I’ve been called a “healer,” told that I have “magic” hands, and people leave my office feeling much more relaxed and with less pain, or completely free of the symptoms that brought them in. A lot of my clients come in with neck and back pain, acute or chronic stress, and various other restricted motion and/or painful conditions. With acute conditions, I can bring relief within a few sessions. For more chronic conditions, the length of time I see them varies widely. Many times, clients have suffered for weeks, months, or even years before they come to see me. Often after symptoms resolve, clients come back for tune-ups on a regular basis to keep symptoms and stress at bay.
I continue to repeat courses with John, now 86, and hone my skills. I now love what I do and do what I love, living in the place I love with the man and dog that I love.

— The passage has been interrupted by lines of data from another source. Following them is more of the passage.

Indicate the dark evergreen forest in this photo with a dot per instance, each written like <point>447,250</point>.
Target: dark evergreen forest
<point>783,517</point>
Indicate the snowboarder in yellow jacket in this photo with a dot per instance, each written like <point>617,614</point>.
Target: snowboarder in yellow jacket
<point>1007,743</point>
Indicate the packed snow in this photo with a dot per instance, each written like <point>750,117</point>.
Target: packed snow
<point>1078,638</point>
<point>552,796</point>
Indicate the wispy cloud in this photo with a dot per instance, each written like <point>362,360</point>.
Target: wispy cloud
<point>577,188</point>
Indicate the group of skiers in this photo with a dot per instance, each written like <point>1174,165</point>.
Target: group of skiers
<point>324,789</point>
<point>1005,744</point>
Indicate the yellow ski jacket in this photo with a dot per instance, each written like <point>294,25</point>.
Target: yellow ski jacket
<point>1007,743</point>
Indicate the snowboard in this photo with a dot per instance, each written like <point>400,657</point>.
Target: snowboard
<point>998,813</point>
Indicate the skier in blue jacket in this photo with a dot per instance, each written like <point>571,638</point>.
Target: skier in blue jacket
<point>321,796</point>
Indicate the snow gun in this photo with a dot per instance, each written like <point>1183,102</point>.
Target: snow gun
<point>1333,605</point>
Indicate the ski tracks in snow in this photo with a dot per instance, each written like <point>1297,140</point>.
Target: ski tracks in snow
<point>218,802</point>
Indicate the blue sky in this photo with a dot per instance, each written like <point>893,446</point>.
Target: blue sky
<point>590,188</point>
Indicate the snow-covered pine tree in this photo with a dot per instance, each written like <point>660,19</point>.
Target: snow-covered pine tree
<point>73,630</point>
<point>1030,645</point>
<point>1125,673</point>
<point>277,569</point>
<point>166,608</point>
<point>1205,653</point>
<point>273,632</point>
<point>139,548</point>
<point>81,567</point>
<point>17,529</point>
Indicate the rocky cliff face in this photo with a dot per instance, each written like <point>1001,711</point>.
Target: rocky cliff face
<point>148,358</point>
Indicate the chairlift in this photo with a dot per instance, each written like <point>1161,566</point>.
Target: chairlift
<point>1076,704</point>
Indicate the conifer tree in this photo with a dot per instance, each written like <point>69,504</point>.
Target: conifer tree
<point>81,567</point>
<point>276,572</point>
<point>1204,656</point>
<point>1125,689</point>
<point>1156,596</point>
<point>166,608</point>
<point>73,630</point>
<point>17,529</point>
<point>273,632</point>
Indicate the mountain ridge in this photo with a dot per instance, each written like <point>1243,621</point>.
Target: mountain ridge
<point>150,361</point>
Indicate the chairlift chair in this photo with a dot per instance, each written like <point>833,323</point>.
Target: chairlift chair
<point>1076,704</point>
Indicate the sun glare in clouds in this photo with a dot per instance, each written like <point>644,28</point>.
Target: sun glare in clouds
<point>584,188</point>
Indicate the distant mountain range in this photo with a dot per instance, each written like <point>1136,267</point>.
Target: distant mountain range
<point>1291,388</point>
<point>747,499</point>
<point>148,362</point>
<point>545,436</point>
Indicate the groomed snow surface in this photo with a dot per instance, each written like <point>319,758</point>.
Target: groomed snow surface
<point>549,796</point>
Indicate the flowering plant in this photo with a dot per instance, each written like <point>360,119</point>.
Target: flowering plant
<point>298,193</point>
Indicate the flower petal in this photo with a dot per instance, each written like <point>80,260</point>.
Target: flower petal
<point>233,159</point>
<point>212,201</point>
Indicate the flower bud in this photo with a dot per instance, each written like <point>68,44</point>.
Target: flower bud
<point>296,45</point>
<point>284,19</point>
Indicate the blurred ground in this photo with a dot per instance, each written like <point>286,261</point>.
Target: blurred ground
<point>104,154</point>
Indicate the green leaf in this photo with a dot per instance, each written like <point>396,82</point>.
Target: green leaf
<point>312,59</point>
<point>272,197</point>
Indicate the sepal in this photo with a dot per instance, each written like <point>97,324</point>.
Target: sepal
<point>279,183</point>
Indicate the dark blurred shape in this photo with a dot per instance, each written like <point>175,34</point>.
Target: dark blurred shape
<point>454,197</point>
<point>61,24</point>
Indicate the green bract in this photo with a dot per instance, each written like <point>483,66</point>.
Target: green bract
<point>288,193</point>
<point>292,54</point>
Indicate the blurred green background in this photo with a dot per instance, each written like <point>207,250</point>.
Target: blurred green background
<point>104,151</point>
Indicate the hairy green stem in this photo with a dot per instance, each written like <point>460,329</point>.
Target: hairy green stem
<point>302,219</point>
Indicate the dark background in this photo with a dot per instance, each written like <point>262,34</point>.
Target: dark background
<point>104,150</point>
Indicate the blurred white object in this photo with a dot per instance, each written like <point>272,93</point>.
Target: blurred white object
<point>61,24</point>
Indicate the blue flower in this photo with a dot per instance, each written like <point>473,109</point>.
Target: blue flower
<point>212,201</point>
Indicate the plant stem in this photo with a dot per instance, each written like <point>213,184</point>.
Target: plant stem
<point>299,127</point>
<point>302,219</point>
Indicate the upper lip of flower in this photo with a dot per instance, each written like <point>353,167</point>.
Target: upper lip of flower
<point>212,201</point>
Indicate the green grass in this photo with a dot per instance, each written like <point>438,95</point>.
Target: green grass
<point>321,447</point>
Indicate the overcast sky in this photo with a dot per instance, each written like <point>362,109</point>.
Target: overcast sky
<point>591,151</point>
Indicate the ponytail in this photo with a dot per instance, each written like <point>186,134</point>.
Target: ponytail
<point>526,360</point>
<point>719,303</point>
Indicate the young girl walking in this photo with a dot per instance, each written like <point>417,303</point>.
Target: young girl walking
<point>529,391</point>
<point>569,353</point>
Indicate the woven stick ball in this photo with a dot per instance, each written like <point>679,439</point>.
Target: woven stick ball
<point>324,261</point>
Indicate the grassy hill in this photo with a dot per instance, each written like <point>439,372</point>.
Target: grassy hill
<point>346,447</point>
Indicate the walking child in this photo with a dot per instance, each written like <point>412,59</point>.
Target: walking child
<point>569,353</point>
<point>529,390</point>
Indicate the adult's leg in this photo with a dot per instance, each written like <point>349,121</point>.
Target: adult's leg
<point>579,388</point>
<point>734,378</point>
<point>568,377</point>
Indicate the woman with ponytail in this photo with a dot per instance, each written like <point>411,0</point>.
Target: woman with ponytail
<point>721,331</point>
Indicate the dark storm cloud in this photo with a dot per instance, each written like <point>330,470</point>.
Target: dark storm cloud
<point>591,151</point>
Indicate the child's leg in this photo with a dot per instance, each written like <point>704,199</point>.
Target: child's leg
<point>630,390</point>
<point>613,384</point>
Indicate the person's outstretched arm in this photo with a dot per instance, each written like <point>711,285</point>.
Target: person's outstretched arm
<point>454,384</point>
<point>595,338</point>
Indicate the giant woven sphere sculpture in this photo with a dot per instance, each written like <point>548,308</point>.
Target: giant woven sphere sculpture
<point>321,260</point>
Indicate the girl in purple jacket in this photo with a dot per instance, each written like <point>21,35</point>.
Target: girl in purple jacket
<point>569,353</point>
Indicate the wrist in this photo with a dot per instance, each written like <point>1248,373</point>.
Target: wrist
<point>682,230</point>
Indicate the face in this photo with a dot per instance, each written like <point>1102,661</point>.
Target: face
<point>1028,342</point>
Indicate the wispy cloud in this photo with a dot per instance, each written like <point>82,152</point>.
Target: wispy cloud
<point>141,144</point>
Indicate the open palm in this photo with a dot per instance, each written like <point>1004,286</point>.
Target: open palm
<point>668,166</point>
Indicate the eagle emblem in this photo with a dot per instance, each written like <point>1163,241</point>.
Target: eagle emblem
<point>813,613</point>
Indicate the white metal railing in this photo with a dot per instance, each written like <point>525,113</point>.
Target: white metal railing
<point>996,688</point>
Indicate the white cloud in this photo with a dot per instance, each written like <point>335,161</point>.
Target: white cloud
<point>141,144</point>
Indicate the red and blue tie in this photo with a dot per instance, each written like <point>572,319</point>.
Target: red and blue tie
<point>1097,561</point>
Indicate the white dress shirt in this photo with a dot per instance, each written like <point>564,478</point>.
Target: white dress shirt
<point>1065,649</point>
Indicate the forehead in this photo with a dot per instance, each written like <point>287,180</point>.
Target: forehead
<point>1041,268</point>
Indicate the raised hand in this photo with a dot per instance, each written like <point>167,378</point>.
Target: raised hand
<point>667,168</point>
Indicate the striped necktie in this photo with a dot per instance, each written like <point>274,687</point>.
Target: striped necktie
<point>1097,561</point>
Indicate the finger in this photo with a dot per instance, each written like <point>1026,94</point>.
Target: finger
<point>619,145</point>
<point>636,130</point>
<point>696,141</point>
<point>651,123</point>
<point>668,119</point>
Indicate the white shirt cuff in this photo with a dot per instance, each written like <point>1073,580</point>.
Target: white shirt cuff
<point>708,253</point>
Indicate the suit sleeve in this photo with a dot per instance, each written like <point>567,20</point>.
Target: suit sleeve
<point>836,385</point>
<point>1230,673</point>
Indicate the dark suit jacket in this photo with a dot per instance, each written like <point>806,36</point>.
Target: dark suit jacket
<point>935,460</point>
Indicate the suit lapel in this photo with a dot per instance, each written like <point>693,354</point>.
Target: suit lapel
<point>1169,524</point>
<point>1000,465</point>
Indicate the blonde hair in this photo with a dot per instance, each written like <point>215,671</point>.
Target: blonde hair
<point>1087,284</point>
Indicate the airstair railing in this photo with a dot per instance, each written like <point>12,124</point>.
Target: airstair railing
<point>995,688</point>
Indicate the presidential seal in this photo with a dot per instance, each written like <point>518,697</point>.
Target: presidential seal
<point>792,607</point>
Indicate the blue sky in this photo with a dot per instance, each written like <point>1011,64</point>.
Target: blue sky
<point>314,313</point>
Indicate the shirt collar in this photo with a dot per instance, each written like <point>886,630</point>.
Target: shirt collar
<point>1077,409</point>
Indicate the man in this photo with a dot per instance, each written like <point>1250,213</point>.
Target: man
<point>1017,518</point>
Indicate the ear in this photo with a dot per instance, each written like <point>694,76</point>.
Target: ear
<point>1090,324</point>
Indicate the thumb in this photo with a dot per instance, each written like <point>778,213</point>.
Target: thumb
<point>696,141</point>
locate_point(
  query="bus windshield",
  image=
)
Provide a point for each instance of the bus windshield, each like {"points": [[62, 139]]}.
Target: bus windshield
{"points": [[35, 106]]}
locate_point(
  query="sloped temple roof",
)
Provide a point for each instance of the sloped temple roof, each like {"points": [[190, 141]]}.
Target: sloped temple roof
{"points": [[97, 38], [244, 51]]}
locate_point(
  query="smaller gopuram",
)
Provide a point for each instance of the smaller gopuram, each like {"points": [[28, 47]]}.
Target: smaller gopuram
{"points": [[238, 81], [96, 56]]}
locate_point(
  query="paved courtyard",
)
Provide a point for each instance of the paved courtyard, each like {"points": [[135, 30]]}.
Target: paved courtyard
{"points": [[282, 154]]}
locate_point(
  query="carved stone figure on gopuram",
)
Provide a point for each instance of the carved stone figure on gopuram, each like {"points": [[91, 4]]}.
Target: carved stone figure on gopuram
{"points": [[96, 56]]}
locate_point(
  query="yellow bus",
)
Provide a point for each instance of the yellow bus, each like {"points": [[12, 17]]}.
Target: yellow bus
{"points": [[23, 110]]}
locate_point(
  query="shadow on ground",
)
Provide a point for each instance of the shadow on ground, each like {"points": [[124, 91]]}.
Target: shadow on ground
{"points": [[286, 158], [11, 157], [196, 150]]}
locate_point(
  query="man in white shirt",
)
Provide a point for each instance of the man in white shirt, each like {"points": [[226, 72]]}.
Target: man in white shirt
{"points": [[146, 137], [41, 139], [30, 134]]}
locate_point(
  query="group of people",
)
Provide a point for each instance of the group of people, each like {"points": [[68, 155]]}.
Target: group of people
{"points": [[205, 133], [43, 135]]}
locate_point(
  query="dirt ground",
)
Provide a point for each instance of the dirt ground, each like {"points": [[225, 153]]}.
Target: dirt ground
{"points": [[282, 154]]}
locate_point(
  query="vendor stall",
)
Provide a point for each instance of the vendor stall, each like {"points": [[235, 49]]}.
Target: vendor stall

I may have felt like a lost soul for many years, but I’ve finally come home to my Self and, having worked through my own traumas, both emotional and physical, am present for others to work through theirs.
In looking back, I am aware that most every job I had prepared me for what I do now–running my solo private practice in South Boulder, teaching yoga for the City of Boulder, and writing health-related blogs for my website.
One of the many people who inspired me during the numerous years that I was searching for my Authentic Self and true calling said, “We must be willing to get rid of the life we’ve planned, so as to have the life that is waiting for us.” And, “The privilege of a lifetime is being who you are.” Thank you, Joseph Campbell. Your words ring true.
We all face challenges, but looking back would you describe it as a relatively smooth road?
Included in above
Can you tell our readers more about what you do and what you think sets you apart from others?
I am both a licensed physical therapist and licensed massage therapist with over 20 years of experience including being an expert-level John F. Barnes’ Approach to Myofascial Release therapist.
If we knew you growing up, how would we have described you?
Creative, smart, nature lover, and committed to helping others.